BANJARBARU – Pemko Banjarbaru menegaskan komitmennya menjadikan ekonomi kreatif sebagai tulang punggung pertumbuhan daerah dengan melantik Komite Ekonomi Kreatif (KEK) Kota Banjarbaru, Kamis (22/1/2026). Pelantikan dilakukan langsung oleh Wali Kota Banjarbaru, Hj Erna Lisa Halaby di Aula Gawi Seberataan.
Pembentukan KEK dinilai sebagai langkah strategis untuk membangun ekosistem ekonomi kreatif yang terstruktur, kolaboratif, dan berkelanjutan di Banjarbaru.

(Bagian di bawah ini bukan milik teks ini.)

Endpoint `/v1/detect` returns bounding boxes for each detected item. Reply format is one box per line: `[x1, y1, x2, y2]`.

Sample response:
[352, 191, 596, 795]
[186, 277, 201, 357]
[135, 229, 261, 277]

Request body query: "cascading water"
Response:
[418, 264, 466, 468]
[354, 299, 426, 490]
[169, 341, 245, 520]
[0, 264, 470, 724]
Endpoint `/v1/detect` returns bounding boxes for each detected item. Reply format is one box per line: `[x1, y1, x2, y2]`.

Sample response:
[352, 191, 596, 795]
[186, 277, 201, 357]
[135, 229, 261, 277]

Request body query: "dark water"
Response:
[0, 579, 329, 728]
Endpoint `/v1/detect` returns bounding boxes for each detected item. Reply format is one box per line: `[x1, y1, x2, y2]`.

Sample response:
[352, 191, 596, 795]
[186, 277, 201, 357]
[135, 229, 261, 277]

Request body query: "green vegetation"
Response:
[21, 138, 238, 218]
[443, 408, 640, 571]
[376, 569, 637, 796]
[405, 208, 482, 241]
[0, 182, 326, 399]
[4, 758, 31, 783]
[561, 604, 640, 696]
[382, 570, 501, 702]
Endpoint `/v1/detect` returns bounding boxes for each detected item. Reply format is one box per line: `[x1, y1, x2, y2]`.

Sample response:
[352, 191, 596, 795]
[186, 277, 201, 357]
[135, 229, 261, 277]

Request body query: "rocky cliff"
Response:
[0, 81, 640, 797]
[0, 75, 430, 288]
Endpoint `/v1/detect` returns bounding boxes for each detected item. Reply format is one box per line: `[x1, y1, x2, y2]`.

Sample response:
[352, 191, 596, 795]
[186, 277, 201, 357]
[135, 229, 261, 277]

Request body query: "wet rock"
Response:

Fokus pengembangan diarahkan pada dua lokus utama, yakni Kecamatan Liang Anggang dan Kecamatan Cempaka.
Dalam sambutannya, Lisa menyampaikan apresiasi dan harapan besar kepada jajaran pengurus KEK yang dilantik. Ia menegaskan peran KEK sebagai motor penggerak pengembangan sektor kreatif, mulai dari UMKM, kriya, kuliner, seni pertunjukan, digital kreatif, hingga inovasi berbasis komunitas.

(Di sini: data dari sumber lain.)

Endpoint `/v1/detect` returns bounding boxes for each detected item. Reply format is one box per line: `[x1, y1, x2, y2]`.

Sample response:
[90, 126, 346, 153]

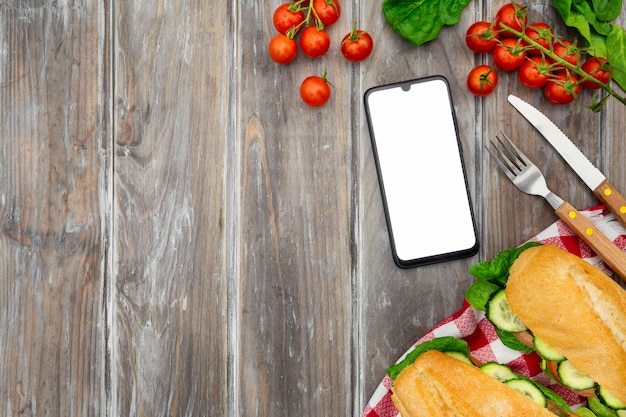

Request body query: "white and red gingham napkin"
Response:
[362, 206, 626, 417]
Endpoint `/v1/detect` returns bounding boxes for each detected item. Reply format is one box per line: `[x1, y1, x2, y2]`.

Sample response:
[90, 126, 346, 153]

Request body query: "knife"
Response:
[509, 94, 626, 227]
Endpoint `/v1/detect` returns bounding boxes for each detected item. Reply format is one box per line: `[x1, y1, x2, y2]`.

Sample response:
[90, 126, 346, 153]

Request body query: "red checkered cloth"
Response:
[362, 206, 626, 417]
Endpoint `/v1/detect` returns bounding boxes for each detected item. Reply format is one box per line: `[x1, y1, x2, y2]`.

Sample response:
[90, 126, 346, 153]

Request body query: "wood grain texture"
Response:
[0, 2, 108, 416]
[0, 0, 626, 417]
[110, 1, 236, 416]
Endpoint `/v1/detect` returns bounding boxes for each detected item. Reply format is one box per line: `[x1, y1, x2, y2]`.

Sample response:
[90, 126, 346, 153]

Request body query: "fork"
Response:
[486, 132, 626, 280]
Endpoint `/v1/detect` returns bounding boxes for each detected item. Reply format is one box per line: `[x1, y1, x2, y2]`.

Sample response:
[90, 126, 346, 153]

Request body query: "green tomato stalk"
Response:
[500, 23, 626, 112]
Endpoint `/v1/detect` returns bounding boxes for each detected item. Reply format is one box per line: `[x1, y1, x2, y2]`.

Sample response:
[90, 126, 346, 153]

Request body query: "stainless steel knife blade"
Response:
[509, 95, 606, 190]
[508, 94, 626, 227]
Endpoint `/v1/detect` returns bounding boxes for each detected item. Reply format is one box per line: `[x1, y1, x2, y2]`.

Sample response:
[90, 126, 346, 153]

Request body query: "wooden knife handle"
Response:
[593, 180, 626, 227]
[556, 202, 626, 281]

“Atas nama Pemerintah dan masyarakat Kota Banjarbaru, saya mengucapkan selamat. Kami percaya saudara-saudara mampu menjadi mesin penggerak inovasi ekonomi kreatif Banjarbaru,” ujarnya.

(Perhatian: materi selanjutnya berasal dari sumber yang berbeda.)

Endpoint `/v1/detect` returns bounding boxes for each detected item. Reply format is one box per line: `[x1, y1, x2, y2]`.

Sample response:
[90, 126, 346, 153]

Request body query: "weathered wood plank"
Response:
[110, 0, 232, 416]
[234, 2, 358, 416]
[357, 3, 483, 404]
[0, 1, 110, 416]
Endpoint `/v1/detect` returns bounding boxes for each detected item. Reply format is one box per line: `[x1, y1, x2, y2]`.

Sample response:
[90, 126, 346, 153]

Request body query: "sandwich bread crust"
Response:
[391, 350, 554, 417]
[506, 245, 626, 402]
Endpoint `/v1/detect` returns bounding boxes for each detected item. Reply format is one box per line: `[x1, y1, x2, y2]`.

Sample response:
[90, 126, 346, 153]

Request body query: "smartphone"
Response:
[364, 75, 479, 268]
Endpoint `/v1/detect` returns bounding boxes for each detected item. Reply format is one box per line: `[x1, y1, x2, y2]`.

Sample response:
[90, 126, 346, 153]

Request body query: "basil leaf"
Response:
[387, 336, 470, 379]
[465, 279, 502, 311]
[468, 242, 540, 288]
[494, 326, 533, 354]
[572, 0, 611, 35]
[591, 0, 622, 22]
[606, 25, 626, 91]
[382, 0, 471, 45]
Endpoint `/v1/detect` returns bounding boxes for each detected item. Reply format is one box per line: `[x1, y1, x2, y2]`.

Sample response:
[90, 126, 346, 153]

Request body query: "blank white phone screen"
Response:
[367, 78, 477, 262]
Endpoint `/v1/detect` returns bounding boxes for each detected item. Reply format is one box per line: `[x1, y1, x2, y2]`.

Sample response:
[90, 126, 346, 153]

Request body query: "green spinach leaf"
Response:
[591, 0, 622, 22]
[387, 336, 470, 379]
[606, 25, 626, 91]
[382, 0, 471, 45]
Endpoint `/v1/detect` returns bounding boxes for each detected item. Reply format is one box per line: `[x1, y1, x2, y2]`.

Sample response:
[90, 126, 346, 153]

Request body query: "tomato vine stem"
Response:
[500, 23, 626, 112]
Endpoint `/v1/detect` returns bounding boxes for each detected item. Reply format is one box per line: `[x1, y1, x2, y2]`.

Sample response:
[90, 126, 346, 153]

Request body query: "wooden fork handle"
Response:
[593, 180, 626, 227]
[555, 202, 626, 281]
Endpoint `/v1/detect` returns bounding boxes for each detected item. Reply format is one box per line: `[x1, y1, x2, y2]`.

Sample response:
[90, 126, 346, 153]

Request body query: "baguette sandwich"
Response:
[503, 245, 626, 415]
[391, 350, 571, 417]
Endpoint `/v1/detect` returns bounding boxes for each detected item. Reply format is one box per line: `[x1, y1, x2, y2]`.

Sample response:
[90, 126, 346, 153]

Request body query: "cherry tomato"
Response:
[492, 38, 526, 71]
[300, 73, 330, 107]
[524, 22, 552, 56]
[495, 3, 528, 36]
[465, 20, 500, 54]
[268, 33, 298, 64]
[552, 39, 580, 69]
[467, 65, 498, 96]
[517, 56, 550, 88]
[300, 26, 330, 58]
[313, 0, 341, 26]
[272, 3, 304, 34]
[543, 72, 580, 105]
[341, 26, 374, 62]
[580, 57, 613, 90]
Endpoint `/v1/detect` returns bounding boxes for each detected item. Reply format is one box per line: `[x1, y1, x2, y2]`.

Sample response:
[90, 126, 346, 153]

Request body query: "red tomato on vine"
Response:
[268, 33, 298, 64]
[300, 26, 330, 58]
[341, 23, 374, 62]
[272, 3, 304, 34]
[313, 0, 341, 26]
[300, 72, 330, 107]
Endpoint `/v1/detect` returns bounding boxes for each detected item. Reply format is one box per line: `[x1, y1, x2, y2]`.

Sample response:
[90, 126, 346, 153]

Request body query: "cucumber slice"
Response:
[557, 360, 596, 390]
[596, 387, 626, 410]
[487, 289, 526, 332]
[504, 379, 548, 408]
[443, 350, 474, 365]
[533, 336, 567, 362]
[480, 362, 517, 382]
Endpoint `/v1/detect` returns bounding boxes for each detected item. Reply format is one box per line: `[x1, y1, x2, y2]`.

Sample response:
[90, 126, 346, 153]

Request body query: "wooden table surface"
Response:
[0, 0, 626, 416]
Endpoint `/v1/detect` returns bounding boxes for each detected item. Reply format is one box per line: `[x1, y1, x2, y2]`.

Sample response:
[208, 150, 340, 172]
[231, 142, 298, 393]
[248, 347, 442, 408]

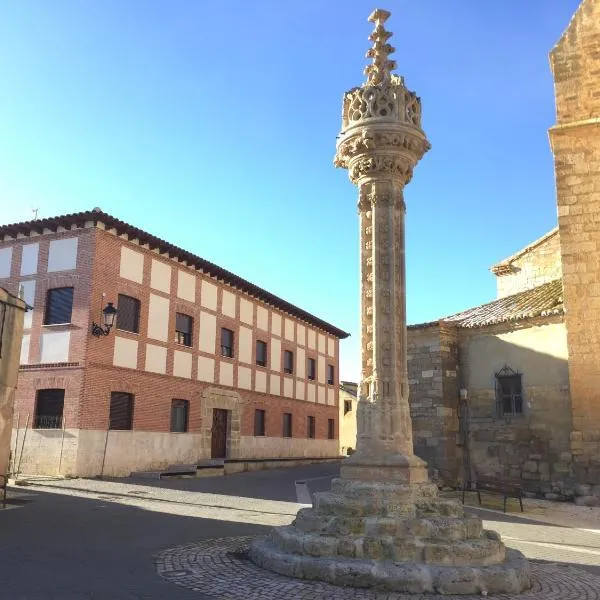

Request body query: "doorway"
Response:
[211, 408, 229, 458]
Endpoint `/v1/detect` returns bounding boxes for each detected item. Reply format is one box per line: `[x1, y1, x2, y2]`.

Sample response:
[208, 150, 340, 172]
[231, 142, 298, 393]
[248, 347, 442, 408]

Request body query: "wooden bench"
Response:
[463, 475, 523, 512]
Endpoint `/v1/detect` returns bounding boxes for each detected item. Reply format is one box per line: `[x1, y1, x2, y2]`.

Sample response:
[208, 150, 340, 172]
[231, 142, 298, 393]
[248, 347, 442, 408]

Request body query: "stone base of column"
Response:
[250, 474, 531, 594]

Ia juga memaparkan tugas utama KEK, di antaranya berperan sebagai akselerator dan jembatan kolaborasi antara pemerintah, pelaku usaha, akademisi, dan komunitas. Selain itu, KEK diharapkan memfasilitasi pelaku kreatif lokal agar naik kelas, baik dari sisi kualitas produk, pengemasan, maupun akses permodalan.
Lisa menambahkan pengembangan potensi lokal yang unik harus menjadi identitas daerah agar mampu bersaing. “Kembangkan kuliner, kriya, fashion, dan digital yang memiliki nilai ekonomi. Untuk kelurahan yang dicanangkan sebagai kelurahan kreatif, silakan saling bekerja sama mengembangkan potensi di wilayah masing-masing,” tegasnya.
Pelantikan KEK juga menjadi simbol arah pembangunan kota yang tidak hanya menitikberatkan pada infrastruktur fisik, tetapi juga pada penguatan sumber daya manusia dan kreativitas masyarakat. Dengan terbentuknya KEK, Pemerintah Kota Banjarbaru optimistis mampu meningkatkan pendapatan masyarakat sekaligus memperkuat citra Banjarbaru sebagai kota kreatif, inovatif, dan berdaya saing.